Sweet and sour, German-style. This recipe for Sauerkraut with Pineapple will bring a bit of sunshine to a gray, winter day. Often served with a ham steak called "Kasseler" you can serve sauerkraut with pineapple anytime you want to cook sauerkraut.
Prep Time: 10 minutes
Cook Time: 30 minutes
Total Time: 40 minutes
- 1 large can of sauerkraut (28 oz.)
- 1 T. lard or oil
- 1 heaping tablespoon sugar
- 1 c. apple or pineapple juice
- 5 juniper berries
- 2 slices of pineapple, fresh or canned
- 1 T. cornstarch
Empty the can or jar of sauerkraut into a sieve, taste it and wash off some of the salt brine if necessary. Different manufacturers have different salt levels.
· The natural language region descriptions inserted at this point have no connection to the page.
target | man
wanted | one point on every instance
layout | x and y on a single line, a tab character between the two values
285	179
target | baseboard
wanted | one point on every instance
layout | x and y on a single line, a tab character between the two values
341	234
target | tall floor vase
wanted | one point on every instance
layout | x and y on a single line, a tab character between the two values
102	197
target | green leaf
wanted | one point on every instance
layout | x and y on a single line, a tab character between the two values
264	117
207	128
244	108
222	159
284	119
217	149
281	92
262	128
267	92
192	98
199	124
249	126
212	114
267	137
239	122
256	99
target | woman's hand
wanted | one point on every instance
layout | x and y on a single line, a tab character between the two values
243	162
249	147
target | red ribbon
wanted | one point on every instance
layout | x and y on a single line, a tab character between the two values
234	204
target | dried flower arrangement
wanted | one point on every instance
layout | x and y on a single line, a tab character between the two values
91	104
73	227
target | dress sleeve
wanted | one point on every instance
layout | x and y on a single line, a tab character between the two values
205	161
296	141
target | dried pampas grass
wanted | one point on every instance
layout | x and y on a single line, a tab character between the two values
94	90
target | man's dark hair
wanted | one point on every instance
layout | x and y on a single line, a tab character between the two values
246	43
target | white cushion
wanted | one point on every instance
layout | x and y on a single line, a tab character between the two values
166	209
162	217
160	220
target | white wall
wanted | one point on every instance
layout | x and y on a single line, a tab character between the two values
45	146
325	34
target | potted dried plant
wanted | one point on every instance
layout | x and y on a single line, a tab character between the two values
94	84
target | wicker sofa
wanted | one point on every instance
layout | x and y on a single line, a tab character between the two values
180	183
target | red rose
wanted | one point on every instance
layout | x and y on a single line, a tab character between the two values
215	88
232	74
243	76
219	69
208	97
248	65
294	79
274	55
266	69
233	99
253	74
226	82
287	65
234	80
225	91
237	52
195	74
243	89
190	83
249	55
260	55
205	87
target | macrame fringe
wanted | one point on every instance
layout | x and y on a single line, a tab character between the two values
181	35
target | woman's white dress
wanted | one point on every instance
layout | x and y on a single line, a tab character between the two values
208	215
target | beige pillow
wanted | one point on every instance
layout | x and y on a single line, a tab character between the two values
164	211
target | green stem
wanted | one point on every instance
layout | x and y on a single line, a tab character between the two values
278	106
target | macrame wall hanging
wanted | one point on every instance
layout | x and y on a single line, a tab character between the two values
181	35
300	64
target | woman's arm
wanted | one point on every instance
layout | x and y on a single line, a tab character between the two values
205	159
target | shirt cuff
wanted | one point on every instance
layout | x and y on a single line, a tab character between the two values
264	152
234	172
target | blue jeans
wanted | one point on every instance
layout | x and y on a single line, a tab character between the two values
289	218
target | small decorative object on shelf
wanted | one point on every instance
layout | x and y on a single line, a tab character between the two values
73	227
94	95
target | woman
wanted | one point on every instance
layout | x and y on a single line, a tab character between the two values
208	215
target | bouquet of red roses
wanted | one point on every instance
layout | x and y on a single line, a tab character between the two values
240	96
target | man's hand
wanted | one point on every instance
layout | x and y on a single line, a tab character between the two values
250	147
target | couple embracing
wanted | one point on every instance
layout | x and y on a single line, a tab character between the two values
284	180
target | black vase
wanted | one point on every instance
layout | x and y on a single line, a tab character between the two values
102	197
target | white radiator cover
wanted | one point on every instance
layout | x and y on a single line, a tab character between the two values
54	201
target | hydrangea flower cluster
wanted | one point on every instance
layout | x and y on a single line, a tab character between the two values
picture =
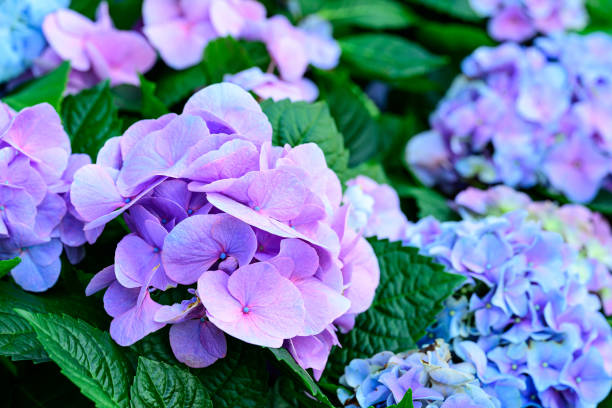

Pick the sauerkraut apart a bit with a fork.
Heat the lard or oil, add the sugar and let it caramelize to a light brown.
Add the drained sauerkraut, the apple or pineapple juice and the juniper berries and heat to simmer.
Cut the pineapple into small dice (or use diced pineapple).
After the sauerkraut has cooked for about 15 minutes, add the pineapple pieces. Simmer for another 15 minutes.
Thicken with the cornstarch by mixing a little juice with the cornstarch in a separate bowl then adding it to the sauerkraut and stirring. Bring it to a boil to thicken, then serve.
If you are using canned pineapple, by all means use the pineapple juice from the can instead of apple juice.
Usually served with "Kasseler" and potatoes.